Student: “I think I have chlamydia.”

Susan: “Why do you think that? Are you sexually active?”

Student: “Yes. I’m in a relationship.”

Susan: “How long have you been in a relationship for? And are they your first partner?”

Student: “About 18 months, and yes, she’s my first partner, and I’m her first partner.”

Susan: “Are you using contraception?”

Student: “She’s on the pill.”

Susan: “What makes you think you have chlamydia? Is it because you don’t trust her?”

Student: “Oh no, we’ve just never used condoms. At school we were told if you don’t use condoms you get chlamydia.”

Susan feels for the guy – obviously he had a hard-line health teacher.

I want an STI check

One of the main reasons young men visit a sexual health nurse is for STI checks.

“They might be starting a new relationships and want the all-clear, or their ex-partner has said they’ve got chlamydia, or they’ve had unprotected sex, or they’ve been in a relationship for a while and they want to stop using condoms …”

Student: “I want an STI check.”

Susan: “Why’s that?”

Student: “Because I had sex the other night and we didn’t use condoms.”

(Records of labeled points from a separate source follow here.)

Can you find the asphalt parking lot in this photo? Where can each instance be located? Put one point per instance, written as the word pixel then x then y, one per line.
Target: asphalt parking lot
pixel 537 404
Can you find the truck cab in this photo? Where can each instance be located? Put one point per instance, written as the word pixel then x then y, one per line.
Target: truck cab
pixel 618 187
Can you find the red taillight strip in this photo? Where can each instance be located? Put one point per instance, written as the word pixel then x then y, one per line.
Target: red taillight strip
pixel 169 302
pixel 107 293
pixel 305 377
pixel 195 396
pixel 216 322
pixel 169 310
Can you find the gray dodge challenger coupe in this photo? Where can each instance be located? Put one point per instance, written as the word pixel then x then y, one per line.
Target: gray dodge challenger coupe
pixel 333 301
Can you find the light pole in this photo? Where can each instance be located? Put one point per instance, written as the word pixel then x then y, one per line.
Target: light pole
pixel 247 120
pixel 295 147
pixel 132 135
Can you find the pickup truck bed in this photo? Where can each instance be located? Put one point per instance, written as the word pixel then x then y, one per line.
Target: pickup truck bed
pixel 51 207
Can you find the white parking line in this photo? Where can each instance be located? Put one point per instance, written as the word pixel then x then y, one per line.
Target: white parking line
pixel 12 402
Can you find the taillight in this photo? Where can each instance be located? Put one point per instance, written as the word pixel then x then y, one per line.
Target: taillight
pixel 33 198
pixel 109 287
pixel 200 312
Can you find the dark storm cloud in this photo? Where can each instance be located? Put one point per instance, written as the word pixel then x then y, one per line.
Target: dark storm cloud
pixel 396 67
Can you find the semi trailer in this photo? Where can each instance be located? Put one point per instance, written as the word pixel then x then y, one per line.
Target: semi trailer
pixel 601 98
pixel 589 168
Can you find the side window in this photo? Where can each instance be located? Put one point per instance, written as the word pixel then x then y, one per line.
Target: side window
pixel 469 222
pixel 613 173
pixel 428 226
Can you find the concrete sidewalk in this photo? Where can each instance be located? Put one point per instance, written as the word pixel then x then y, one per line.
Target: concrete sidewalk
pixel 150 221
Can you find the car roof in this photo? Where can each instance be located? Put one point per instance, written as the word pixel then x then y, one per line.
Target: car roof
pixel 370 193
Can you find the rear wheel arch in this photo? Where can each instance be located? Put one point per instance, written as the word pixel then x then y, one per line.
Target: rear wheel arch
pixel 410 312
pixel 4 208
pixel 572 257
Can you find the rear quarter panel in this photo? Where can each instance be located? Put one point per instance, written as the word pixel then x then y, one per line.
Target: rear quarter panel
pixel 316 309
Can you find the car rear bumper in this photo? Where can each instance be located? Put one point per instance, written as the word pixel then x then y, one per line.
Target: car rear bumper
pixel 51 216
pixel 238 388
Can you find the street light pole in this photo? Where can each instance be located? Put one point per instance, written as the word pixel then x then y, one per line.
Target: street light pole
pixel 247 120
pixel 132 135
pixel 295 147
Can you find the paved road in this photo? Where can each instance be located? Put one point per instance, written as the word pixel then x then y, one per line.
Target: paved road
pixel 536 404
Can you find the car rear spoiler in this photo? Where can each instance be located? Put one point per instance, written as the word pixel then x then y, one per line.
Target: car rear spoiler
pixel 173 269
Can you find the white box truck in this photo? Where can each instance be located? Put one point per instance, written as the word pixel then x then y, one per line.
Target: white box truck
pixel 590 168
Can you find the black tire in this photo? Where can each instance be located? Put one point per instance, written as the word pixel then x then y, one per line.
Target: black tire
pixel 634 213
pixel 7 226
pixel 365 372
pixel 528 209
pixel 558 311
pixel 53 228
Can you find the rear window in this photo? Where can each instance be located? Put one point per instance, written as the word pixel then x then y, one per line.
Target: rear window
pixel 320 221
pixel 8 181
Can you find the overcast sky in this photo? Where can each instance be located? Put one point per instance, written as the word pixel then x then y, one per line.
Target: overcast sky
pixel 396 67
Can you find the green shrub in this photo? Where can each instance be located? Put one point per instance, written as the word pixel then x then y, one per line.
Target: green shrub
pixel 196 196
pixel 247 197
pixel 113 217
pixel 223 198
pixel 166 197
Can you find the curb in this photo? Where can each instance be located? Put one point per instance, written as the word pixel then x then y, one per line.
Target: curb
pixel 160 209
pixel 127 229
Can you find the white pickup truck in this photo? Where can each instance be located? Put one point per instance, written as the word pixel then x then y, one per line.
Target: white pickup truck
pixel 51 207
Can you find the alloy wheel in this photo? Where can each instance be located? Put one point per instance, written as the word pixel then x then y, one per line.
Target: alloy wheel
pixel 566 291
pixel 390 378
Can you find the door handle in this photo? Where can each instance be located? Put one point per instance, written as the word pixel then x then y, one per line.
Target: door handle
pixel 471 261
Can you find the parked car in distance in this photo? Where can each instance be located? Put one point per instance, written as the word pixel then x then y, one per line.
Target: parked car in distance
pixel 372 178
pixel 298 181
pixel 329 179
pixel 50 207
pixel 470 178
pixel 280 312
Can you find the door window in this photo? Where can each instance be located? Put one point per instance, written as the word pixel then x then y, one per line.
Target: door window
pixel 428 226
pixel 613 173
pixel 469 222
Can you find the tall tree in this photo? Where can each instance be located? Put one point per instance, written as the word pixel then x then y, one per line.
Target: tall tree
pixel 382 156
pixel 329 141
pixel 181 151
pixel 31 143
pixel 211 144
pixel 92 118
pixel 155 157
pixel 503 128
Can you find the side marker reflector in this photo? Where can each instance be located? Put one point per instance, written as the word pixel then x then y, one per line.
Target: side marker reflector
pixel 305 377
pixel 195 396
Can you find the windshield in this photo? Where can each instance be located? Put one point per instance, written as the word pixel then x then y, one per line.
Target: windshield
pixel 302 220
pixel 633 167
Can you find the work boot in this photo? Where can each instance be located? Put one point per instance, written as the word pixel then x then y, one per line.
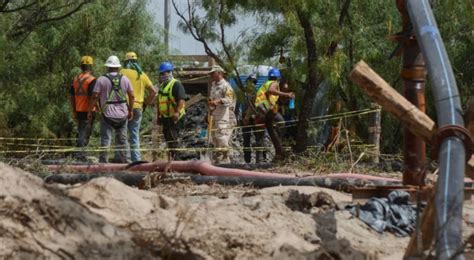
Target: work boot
pixel 259 157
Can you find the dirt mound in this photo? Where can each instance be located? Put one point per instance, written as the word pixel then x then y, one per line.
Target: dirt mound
pixel 40 222
pixel 214 222
pixel 180 220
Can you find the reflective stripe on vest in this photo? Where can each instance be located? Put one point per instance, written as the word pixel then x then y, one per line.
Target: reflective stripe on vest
pixel 166 100
pixel 264 101
pixel 81 89
pixel 115 90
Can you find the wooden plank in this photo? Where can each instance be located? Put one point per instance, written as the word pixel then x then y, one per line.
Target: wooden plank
pixel 200 58
pixel 392 101
pixel 469 116
pixel 194 100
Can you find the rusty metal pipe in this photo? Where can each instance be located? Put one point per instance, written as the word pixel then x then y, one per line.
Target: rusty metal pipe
pixel 414 77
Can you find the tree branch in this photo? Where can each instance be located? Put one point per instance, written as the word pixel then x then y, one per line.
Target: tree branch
pixel 194 30
pixel 3 7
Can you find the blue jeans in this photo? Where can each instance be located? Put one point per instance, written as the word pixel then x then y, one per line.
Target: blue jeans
pixel 134 135
pixel 106 131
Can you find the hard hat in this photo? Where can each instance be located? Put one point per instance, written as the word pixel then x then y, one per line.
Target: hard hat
pixel 113 62
pixel 87 60
pixel 166 66
pixel 131 56
pixel 252 78
pixel 216 68
pixel 274 73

Susan: “Why didn’t you use condoms?”

Student: “Because she’s on the pill.”

Susan: “What’s that got to do with anything?”

Student: “Oh.”

Susan: “Why aren’t you using condoms?”

Student: “I don’t need them.”

Susan: “Obviously you do if you think you’ve got an STI.”

If it becomes clear he’s been mistreating a woman, Susan doesn’t hesitate to ask: “How would you like if that was being done to your sister?”

That really gets them, she says. “They can get quite aggressive but most just sit back and go, ‘woah’.”

Peer pressure is often to blame, she says. “That’s the biggest thing kids have got to rise above.”

Many parents ring the clinic to try to get the goss on their kids – details which the centre is prohibited from releasing. A better strategy, Susan says, is to stay in touch with your kids and discuss “the ups and downs”.

“It’s got a lot to do with your parents … being taught about respect and morals and staying safe and that sort of thing.

“Maybe as parents we do have a lot to answer for, in that our kids are being sent out into the world unprepared.”

*To protect the nurse’s identity and that of her patients we have used a pseudonym.